L’Eurovision confirme la participation d’Israël, quatre pays se retirent du concours en protestation

Par l’Agence Média Palestine, le 5 décembre 2025

Dublin, le 1er novembre 2025. © Annabelle Hamil/ZUMA/SIPA


Israël pourra participer au prochain concours Eurovision de la chanson, prévu en mai 2026 à Vienne. Les membres de l’Union européenne de radiotélévision (UER), réunis à Genève ce jeudi 4 décembre, ont refusé de mettre au vote une possible exclusion d’Israël en raison de sa guerre génocidaire à Gaza.

Huit pays participants appelaient pourtant à cette exclusion, rappelant le précédent marqué par l’exclusion de la Russie en 2022 suite à son invasion de l’Ukraine. Le premier ministre espagnol Pedro Sanchez a déclaré que tolérer la présence d’Israël reviendrait à appliquer « un double standard en matière de culture ».

Ce refus de vote par l’UER acte donc la présence israélienne dans le concours, et l’Espagne, l’Irlande, la Slovénie et les Pays-Bas ont aussitôt ainsi fait part de leur intention de se retirer du concours.
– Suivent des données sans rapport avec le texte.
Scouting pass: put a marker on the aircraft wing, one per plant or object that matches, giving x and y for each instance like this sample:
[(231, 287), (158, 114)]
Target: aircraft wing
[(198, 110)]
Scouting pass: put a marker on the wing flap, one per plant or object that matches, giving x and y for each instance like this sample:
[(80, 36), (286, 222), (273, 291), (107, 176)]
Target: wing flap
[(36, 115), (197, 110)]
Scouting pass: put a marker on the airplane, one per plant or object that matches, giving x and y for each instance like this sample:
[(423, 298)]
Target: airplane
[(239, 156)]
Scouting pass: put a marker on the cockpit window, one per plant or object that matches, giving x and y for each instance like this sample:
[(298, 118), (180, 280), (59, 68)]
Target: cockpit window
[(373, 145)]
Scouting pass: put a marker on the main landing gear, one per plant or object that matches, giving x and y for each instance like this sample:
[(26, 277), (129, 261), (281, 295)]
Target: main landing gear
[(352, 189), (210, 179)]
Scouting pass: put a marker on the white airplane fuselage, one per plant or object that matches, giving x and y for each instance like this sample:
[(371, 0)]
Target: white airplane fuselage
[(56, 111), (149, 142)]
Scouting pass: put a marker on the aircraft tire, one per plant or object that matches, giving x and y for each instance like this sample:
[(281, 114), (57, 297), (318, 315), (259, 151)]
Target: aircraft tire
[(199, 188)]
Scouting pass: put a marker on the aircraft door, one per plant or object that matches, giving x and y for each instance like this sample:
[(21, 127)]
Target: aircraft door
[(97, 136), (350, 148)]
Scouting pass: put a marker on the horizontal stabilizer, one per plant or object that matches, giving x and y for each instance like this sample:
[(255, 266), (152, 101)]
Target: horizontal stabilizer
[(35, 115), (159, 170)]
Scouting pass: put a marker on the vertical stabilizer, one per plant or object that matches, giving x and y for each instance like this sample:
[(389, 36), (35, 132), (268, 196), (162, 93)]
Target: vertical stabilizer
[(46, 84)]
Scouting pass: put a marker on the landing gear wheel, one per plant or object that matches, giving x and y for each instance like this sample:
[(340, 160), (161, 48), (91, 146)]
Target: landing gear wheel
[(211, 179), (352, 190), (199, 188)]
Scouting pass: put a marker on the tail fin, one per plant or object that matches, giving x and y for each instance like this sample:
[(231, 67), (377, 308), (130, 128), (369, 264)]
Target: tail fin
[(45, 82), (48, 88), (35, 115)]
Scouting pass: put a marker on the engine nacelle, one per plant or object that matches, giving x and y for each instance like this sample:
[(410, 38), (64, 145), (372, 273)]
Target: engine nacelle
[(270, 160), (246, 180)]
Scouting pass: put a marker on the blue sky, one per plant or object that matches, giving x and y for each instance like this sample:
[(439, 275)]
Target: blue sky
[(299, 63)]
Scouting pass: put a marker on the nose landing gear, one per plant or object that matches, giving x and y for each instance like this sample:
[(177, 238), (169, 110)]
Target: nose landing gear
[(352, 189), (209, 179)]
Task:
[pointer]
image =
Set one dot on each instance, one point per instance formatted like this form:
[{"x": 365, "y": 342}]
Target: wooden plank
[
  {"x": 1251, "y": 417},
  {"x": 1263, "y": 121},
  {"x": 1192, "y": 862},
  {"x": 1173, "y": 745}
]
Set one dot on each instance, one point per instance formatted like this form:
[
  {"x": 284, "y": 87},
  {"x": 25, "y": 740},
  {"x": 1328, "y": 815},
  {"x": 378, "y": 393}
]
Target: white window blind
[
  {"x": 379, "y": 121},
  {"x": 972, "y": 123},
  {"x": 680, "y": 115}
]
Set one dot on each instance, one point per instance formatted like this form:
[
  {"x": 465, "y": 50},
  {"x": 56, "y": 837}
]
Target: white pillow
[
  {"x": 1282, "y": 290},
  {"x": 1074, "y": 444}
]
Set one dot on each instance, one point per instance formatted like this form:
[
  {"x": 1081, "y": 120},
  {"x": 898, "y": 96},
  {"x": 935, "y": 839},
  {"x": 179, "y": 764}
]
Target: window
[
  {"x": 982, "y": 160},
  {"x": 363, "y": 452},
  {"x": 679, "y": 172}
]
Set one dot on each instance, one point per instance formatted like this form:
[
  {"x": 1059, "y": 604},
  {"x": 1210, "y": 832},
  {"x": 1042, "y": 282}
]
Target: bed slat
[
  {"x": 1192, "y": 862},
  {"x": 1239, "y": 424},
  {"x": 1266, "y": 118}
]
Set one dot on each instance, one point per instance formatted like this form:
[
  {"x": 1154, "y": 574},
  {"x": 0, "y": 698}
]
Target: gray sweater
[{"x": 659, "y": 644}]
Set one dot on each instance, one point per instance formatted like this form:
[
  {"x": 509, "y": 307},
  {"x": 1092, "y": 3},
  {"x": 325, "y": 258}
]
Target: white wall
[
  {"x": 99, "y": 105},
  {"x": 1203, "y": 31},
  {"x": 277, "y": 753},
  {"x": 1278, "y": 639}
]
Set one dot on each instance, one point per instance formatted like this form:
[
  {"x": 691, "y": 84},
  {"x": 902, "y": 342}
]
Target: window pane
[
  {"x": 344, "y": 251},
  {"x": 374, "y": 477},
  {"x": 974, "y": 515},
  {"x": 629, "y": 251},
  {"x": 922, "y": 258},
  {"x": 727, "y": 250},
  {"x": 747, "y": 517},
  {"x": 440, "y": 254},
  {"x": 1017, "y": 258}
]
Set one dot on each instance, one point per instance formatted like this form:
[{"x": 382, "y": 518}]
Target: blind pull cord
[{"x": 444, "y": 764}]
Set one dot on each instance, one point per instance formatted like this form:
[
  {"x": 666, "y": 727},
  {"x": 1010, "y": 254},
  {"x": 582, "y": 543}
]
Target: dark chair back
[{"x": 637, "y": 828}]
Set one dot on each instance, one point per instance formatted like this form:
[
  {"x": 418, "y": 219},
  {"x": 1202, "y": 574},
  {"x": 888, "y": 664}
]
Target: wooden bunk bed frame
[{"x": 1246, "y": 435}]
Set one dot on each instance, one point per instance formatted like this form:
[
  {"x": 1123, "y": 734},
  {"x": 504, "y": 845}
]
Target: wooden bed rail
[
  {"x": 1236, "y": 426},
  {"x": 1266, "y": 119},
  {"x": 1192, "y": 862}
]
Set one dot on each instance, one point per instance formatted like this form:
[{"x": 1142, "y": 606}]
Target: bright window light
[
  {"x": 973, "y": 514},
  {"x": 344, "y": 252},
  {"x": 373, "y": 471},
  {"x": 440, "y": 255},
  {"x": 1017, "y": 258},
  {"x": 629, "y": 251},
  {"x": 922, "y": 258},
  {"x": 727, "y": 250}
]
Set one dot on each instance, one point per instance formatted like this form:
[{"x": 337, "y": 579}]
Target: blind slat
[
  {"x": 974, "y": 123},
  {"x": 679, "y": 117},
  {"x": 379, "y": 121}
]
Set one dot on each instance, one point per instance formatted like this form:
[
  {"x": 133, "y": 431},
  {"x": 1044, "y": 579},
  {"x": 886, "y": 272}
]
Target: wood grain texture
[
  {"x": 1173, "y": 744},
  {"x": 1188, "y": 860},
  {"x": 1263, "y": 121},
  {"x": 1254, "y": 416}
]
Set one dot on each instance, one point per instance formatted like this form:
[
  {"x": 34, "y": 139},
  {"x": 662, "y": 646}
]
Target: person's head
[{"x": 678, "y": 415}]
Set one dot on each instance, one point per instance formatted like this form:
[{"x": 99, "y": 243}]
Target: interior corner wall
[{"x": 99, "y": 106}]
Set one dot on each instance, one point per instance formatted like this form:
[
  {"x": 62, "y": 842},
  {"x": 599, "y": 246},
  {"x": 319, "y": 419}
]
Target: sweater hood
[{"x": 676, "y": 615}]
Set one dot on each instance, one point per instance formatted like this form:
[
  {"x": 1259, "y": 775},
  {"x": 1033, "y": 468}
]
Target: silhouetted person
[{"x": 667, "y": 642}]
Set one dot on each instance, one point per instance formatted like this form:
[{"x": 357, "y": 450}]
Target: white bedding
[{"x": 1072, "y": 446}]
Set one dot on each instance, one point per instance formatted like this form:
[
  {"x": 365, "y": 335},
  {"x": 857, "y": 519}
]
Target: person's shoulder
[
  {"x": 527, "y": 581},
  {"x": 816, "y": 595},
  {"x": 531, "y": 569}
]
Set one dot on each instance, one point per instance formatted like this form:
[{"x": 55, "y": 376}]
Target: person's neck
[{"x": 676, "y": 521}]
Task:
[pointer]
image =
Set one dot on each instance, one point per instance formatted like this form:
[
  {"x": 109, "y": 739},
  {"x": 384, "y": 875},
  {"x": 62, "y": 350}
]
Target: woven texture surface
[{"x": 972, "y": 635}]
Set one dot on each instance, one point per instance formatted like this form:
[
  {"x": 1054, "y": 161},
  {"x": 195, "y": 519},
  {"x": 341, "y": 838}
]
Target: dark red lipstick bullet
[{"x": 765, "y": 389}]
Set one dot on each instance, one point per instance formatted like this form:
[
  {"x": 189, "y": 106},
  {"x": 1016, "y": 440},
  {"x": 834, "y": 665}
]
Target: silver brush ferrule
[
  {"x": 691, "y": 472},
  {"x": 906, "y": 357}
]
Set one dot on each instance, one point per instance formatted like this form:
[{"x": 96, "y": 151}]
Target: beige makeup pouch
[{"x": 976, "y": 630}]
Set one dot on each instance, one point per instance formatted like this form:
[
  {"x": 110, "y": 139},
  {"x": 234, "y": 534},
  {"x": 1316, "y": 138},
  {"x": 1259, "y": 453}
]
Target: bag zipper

« Cela n’a pas été une décision facile, et elle n’a pas été prise à la légère », explique Taco Zimmerman, le directeur général de l’audiovisuel public néerlandais AVROTROS. « Le concours Eurovision de la chanson est très important pour nous. La culture unit, mais pas à n’importe quel prix. Ce qu’il s’est passé lors de l’année écoulée a mis à l’épreuve nos principes. Des valeurs universelles telles que l’humanité et la liberté de la presse ont été gravement compromises, et, pour nous, ces valeurs sont non négociables. En tant que chaîne de service public, nous avons la responsabilité de rester fidèles à nos valeurs fondamentales, même lorsque cela s’avère difficile ou délicat. »

Natalija Gorščak, la présidente du conseil d’administration de RTV Slovénie a déclaré, lors de son discours devant les autres membres : « Nos journalistes n’étaient pas, et ne sont toujours pas, autorisés à entrer à Gaza, où plus de 200 journalistes ont été tués. L’année dernière, nous avons constaté que la prestation israélienne était politique. »

La chanteuse israélienne en compétition, Dana International, s’est offusquée de ces boycotts et a rejeté la faute sur les politiques d’extrême-droite de son propre gouvernement : « Comment avons-nous perdu la bataille de la communication ? », questionne-t-elle sur ses réseaux sociaux. « Comment sommes-nous devenus l’une des nations les plus détestées au monde ? Il est trop facile d’expliquer cela uniquement par l’antisémitisme, car l’attitude envers Israël a été différente au fil des années. »

D’autres pays pourraient également se retirer du concours pour dénoncer la présence israélienne, la Belgique et l’Islande ont annoncé prendre leur décision « dans quelques jours ».

La France, de son côté, soutient la présence israélienne au concours, comme le confirme le ministre des affaires étrangères Jean-Noël Barrot sur son compte X : « Jamais la France ne s’engagera dans la voie du boycott d’un peuple, de ses artistes ou de ses intellectuels. » Une décision vivement critiquée par les militant-es de la cause palestinienne en France, qui dénoncent un double-standard.